Lihota v. Department of Transportation

In Lihota v. Department of Transportation, 811 A.2d 1117, 1118 (Pa. Cmwlth. 2002), the Trial Court as controlling on the instant issue, the licensee was charged three separate times with DUI during a six-month period. He was thereafter convicted on two of the DUI charges, and accepted A.R.D. for the third. Subsequently, the licensee violated the terms of A.R.D., was involuntarily removed from the program, and put on trial for the underlying DUI. At trial on that charge, the licensee was found not guilty for lack of prosecution. However, because of his acceptance into the A.R.D. program and his two prior DUI convictions, DOT imposed a five year license suspension as a habitual offender pursuant to Section 1542 of the Vehicle Code, 75 Pa.C.S 1542. Following appeal to the trial court, which sustained DOT's suspension, the licensee in Lihota appealed to this Court arguing in relevant part that because he was not convicted on the underlying DUI offense, his acceptance into the A.R.D. program should not count towards his classification as a habitual offender for purposes of Section 1542. The Court disagreed, holding that the acceptance into A.R.D., notwithstanding the fact that the licensee was ultimately found not guilty of the underlying charge, counted towards his classification as a habitual offender for purposes of the statutory scheme addressing license revocation for habitual offenders. Additionally, the licensee in Lihota argued that the "acceptance of" language within Section 1542 should be interpreted by this Court as "acceptance and completion of" A.R.D., since completion of the program is the only way to ensure that there will be no future prosecution of the underlying offense.
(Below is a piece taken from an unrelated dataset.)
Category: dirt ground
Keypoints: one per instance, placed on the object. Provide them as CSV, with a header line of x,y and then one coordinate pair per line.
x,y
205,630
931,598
The Court rejected that construction, noting that the unambiguous and express language of Section 1542 stated that the acceptance of A.R.D., which acceptance was both voluntary and volitional on licensee's part, is considered an offense for purposes of the Vehicle Code; completion of A.R.D. is not referenced within the statute, and therefore cannot be read to be contemplated, for purposes of construing offenses.